Amanda came in with cups of tea.

‘This is my lucky day.’

‘You can say that again, though I don’t know why you sit all the hours God sends at that bloody silly radio.’

‘I’m hoping to find out how long I’ve got to live.’

‘Tell me if you do. I’ll want to know.’ She laughed, and sat in the large padded armchair, balancing her cup. His table was laden with books full of figures and letters she didn’t understand, notepads, and three (three!) radio sets. He had placed the table in front of the window so that he could look out while listening. The floor was covered with a tough grey cord, though the strands were shining through under his table at the wear from his nervous feet. The windowless wall was taken up by a chart of the radio facilities of the British Isles, a map of northwest Europe, and a chart of the Mediterranean. He liked playing captain on the bridge, between his yachting trips. ‘I expect you’re going to live forever, anyway, so why bother to find out?’

He faced her, hoping not to miss anything good on the waveband while talking. ‘Is that what you want?’

‘I love you, don’t I?’

‘Do you?’

‘I must, if I say so.’

‘I love you, too.’

‘There’s nothing like hearing good news.’

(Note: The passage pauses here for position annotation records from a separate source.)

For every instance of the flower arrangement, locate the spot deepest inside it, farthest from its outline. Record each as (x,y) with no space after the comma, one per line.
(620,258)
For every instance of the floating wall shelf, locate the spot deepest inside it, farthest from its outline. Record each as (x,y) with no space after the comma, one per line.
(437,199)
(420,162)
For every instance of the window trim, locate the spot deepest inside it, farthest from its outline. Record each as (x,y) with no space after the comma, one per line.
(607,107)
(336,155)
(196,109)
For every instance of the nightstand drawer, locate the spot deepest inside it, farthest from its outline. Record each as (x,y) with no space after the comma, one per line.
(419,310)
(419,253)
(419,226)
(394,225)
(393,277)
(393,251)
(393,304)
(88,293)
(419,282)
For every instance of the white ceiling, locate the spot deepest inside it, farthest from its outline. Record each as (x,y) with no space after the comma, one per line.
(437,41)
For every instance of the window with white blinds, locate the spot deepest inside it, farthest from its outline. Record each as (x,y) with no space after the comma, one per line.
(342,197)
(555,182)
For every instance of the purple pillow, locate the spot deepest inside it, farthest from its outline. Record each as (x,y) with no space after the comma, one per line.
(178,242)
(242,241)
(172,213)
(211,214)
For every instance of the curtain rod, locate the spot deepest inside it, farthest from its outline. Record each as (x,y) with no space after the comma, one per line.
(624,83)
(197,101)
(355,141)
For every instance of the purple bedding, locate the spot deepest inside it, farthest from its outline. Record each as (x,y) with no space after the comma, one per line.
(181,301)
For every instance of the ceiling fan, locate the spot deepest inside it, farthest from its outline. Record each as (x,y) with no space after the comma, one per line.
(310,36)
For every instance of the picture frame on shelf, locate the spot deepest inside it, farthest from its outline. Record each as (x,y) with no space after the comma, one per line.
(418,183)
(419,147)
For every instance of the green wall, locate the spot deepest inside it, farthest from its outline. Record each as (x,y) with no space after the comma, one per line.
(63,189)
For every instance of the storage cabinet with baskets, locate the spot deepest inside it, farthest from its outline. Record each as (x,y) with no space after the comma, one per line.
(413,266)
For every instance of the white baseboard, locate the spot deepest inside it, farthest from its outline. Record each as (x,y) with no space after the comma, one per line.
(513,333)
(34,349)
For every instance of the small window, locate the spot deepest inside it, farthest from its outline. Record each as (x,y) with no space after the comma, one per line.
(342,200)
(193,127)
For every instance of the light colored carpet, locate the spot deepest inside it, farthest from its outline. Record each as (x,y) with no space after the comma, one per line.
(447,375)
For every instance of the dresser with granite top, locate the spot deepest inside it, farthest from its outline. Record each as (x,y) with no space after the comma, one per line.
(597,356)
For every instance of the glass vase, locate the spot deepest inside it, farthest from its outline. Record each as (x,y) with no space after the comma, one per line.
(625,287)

She often threw at him that he never talked, so he disproved her now by dredging up the incident while driving back from Bracebridge. ‘I saw this woman in a lay-by. Her car had a flat tyre, so I pulled in and changed it for her.’

‘Your good deed of the year. Was she pretty?’

‘I suppose she had been in her time. She was still good looking, but a bit over forty.’

‘A really good deed, then. I’ll bet you didn’t know she was that old before you pulled in.’

‘No, but I was glad I helped her. We went to The Foxglove afterwards for a drink. It turned out that she was married, to a man who’s been blind since the war. He got shot up in a bomber. Sounds a lonely old cove, but the coincidence is that he’s also an ex-wireless operator, and spends all his time listening to morse. She begged me to call on them when I could, and talk to him. I’d cheer him up, no end, she said.’

‘Another good deed?’

‘I might do it.’

‘Why not? Before your next trip, I suppose.’

‘I don’t have one lined up at the moment.’

‘As long as you let me know when you have.’ She stood, kissed him on the lips, as if in thank you for the story. ‘I must be off now. I’m going to call on Doris in Angleton.’

‘Have a nice time.’

‘I’ll try.’

In such a good phase she was bound to.

‘Love you,’ she called.

What they got up to he couldn’t imagine. Probably went to a pub and had a jolly time. His mood for eavesdropping had misted away. The front door banged. Her car bumped over the ruts on the lane. He liked being alone, not listening to the radio. Strange, though, that all his best transcripts came when Amanda was in the house. Maybe she provided the electricity that gave persistence and brought luck. When she was out he was dilatory, got up too often and looked mindlessly at the charts, or switched on the wireless for music, and wondered why the hell he was where he was and doing what he did. Much better to be crewing one of the mob’s small boats, in at the sharp end with all the risks of getting caught, the beer cans going overboard like confetti for a fish’s wedding, and banter to keep you amused on changing watch.